The lighthouse keeper's son
John James Turpin's memories of growing up in occupied Jersey at La Corbière lighthouse. Born in 1930.
My father was a full time naval man. Having served before the First World War up until the late twenties, he joined the lighthouse service. He was then in a position to bring his family to the lighthouse cottage which consisted of my mother, my two brothers, my sister and of course myself. Our furniture was transported in the usual way by open lorry. My parents, I am told, were praying for fine weather, so as to keep the family possessions from the rain that was forecast for that October day in 1930. We duly arrived, I am told, all in one piece at the cottage that was to play such an important part in the years to follow my mother pushed my pram past the first cottage. The lady we become to know as Mrs. Lolly looked into the pram and said “will it live?” I must have looked a sorry site, my legs were in bad shape and my feet were both facing inwards. That was the way they were until the engineer in charge of installing the engine room and diaphone house saw me, and said he knew an osteopath that could do something for me. He, being a man of his word, duly brought his osteopath friend along to the cottage and performed what I now know was nothing short of a miracle. After he straightened my legs, he would not hear of any payment. Mainly, I suspect, he knew my parents were struggling at that time. However, I was to be kept off my feet for the next eighteen months, which must have been very difficult for my mother. But with the aid of my sister, who kept me amused for some of the time by riding me around in a wheelbarrow but of course we had the odd accident, she being only two years older than myself had a job at times to keep me amused she would lose concentration and the end result would be for me to be tipped out and hitting the floor with a bump and then she had the task of picking me up which was no small job for one so small she done her best I will be grateful to her forever.

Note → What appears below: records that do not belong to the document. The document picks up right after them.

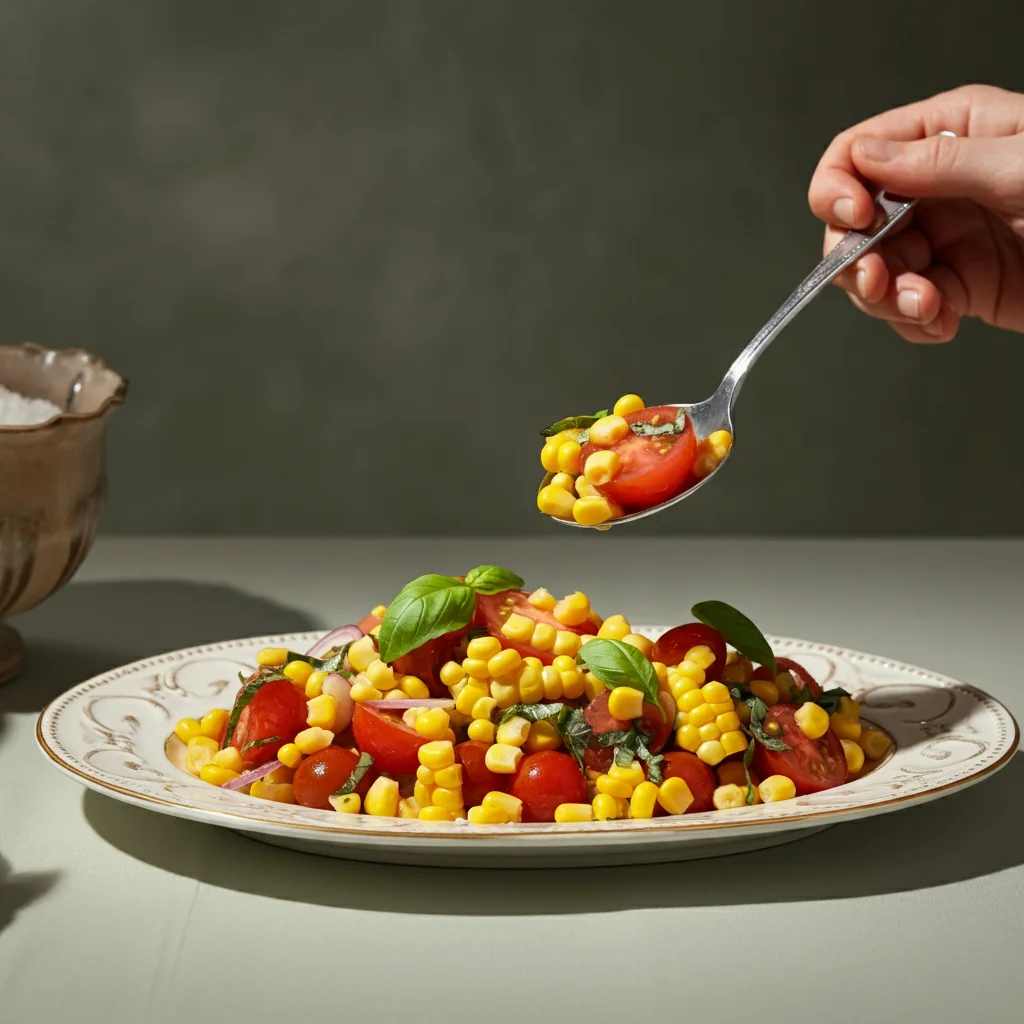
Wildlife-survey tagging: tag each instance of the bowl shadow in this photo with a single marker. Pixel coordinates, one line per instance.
(965, 836)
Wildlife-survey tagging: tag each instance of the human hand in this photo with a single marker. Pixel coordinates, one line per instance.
(962, 254)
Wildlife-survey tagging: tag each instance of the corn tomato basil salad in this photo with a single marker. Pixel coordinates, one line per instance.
(470, 698)
(602, 467)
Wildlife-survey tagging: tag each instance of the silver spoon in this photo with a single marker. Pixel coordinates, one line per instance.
(716, 413)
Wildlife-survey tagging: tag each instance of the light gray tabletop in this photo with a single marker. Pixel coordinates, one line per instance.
(114, 913)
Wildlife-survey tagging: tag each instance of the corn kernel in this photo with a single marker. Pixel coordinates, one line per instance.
(213, 722)
(187, 728)
(298, 672)
(765, 690)
(854, 756)
(675, 796)
(712, 752)
(351, 803)
(776, 787)
(843, 727)
(503, 759)
(518, 628)
(554, 501)
(216, 775)
(628, 403)
(608, 430)
(483, 647)
(269, 657)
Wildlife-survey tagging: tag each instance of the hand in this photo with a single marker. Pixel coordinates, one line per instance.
(963, 252)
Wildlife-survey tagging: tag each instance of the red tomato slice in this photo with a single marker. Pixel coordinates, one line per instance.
(322, 774)
(278, 709)
(698, 776)
(653, 469)
(812, 764)
(392, 744)
(545, 780)
(477, 778)
(493, 611)
(671, 647)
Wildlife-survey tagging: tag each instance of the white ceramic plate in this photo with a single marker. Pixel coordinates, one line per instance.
(112, 734)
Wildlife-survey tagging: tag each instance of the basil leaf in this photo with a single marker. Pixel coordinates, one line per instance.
(260, 742)
(493, 580)
(617, 664)
(737, 630)
(428, 607)
(361, 767)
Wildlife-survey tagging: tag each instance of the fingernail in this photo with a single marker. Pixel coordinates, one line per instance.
(879, 150)
(843, 211)
(907, 302)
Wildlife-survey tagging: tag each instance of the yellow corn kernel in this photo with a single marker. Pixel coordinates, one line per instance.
(432, 724)
(298, 672)
(854, 756)
(875, 743)
(628, 403)
(483, 647)
(700, 715)
(813, 721)
(675, 796)
(733, 740)
(505, 804)
(765, 690)
(475, 668)
(213, 722)
(776, 787)
(616, 787)
(481, 730)
(381, 676)
(313, 739)
(187, 728)
(543, 736)
(844, 727)
(626, 702)
(601, 468)
(269, 657)
(727, 797)
(216, 775)
(605, 807)
(608, 430)
(711, 752)
(503, 759)
(433, 813)
(614, 628)
(556, 502)
(504, 663)
(518, 628)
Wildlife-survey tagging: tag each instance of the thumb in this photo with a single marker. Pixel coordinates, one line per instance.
(988, 170)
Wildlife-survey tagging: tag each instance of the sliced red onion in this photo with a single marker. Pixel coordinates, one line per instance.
(336, 638)
(251, 776)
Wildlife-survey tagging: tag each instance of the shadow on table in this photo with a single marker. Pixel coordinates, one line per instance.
(962, 837)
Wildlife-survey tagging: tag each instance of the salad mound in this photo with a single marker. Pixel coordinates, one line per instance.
(470, 698)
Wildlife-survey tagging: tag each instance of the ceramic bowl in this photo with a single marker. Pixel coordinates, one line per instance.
(53, 478)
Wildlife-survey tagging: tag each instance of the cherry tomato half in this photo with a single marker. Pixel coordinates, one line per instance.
(392, 744)
(278, 709)
(545, 780)
(653, 469)
(812, 764)
(493, 611)
(326, 772)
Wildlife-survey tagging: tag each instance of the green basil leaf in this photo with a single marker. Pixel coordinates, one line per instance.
(493, 580)
(737, 630)
(361, 767)
(617, 664)
(428, 607)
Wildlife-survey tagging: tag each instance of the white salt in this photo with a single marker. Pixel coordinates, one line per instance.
(16, 411)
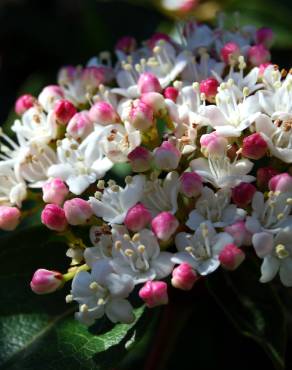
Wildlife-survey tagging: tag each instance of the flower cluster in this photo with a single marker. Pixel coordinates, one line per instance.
(203, 122)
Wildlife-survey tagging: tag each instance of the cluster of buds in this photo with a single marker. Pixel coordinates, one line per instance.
(203, 128)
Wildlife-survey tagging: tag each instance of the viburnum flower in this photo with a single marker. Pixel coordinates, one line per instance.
(80, 164)
(140, 257)
(201, 250)
(102, 292)
(215, 208)
(276, 251)
(113, 204)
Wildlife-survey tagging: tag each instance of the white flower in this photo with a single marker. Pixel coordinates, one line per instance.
(228, 117)
(161, 195)
(140, 257)
(278, 135)
(12, 187)
(102, 292)
(276, 252)
(270, 215)
(115, 201)
(215, 208)
(80, 164)
(35, 126)
(117, 142)
(221, 172)
(201, 250)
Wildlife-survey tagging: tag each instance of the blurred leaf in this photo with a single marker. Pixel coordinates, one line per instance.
(39, 332)
(253, 308)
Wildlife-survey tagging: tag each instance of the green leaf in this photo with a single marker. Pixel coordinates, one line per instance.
(253, 308)
(40, 332)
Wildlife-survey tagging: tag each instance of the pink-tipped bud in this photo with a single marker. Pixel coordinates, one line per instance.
(184, 277)
(156, 37)
(80, 126)
(64, 110)
(103, 113)
(213, 144)
(239, 233)
(263, 67)
(243, 193)
(23, 103)
(281, 182)
(167, 156)
(77, 211)
(140, 159)
(53, 216)
(138, 217)
(141, 116)
(254, 146)
(148, 82)
(9, 218)
(258, 55)
(46, 281)
(154, 293)
(264, 175)
(209, 87)
(191, 184)
(164, 225)
(154, 100)
(231, 257)
(126, 44)
(265, 36)
(49, 96)
(55, 191)
(171, 93)
(230, 52)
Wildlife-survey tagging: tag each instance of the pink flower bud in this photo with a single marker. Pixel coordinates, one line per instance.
(154, 293)
(213, 144)
(49, 95)
(281, 182)
(9, 218)
(154, 100)
(254, 146)
(263, 67)
(156, 37)
(103, 113)
(167, 156)
(239, 233)
(140, 159)
(258, 55)
(148, 82)
(23, 103)
(46, 281)
(231, 257)
(171, 93)
(243, 193)
(92, 77)
(164, 225)
(191, 184)
(64, 110)
(53, 216)
(80, 126)
(184, 277)
(265, 36)
(55, 191)
(264, 175)
(138, 217)
(77, 211)
(209, 87)
(126, 44)
(230, 52)
(141, 116)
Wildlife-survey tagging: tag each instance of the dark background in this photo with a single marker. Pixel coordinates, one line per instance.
(37, 37)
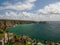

Having explained how we became to take up residence at the cottage I will endeavour to fill in a few more years, The next few years were quite un-eventful and I suppose you might say we enjoyed an ideal way of life, my mother ran her small tea room during the thirteen weeks which was the recognised summer holiday period, with making beach trays and a few tables under an awning outside to protect people from the sun, she also had three tables inside in case the weather took a turn for the worst. She must have had a hard time running the tea room and looking after four growing kids plus my dad during those summer months, Artists used to come regular to draw and paint the lighthouse with the sun setting behind in the west, [which was to become an artists dream and drew them from far and wide,]
My sister and I have had our portraits painted and drawn many times over the years, And have spent hours sitting for the artists, one of the most famous ones was whistler - who was also commissioned to paint a portrait of Winston Churchill, my sisters portrait was in black but mine was in pastel colours which I still have and hope to be able to scan to enter in my book.
My father worked on the lighthouse 92 hours on 92 off and his time off was spent setting fishing lines, also fishing for crab and lobster, conger and anything that was edible or could exchange with the local farmers for farm produce. We kids spent our time swimming fishing, and generally having a good time but alas it was not to last, but came to an abrupt end in 1939.
However as we now know these idyllic days would have to be put on hold for a further 5 years, I was in town [ST. HELIER] that is, with my mother walking through the square, when I looked up I noticed white flags were being flown from the town hall building. A man was stood on the town hall steps putting up a bulletin declaring Jersey an open town, which of course was the beginning of the Channel Islands about to be occupied by the German forces. The Germans dropped a few small bombs around the harbour area before landing even ao an open town had been declared, I can now only believe it was a show of strength. Soon slowly and surely the Germans showed their might by landing their troops by sea and air, black uniforms for the tank corps green for the ordinary soldiers, a darker green for the marines then of course the usual blue for the navy. The navy of course were the ones who took over the lighthouse and installed themselves till war was over. My dad and the first lighthouse keeper were suddenly whisked away by the Germans, They were then accused of signalling to the enemy [British that is],and we were all amazed when they both came walking down the hill unharmed, having been released without charge, I suspect it was to put the wind up them, nobody explained or gave any reason for releasing them, but we were all delighted they were unharmed. Things gradually changed I used to sit on the steps just watching. And as a young boy of nine and a half was both surprised and fascinated by this huge Zundapp motorcycle and sidecar complete with mounted machine gun and three armed soldiers about to take the lighthouse by storm, they continued to travel to and fro and then I noticed another crew complete with cine camera which I now assume to be their version of Pathe news taking a propaganda film capturing the lighthouse. I assume this film was made for the benefit of the German cinema audiences to give the impression that there were scores of motor cycle and sidecars taking the lighthouse by storm. The German navy occupied the lighthouse and the area where we lived become a military zone, they then duly barbed wired our area off, fitted a rolling barbed wire gate at the top of the hill and marked the roads with a red line indicating a military zone. That meant we had to have identity cards complete with photos.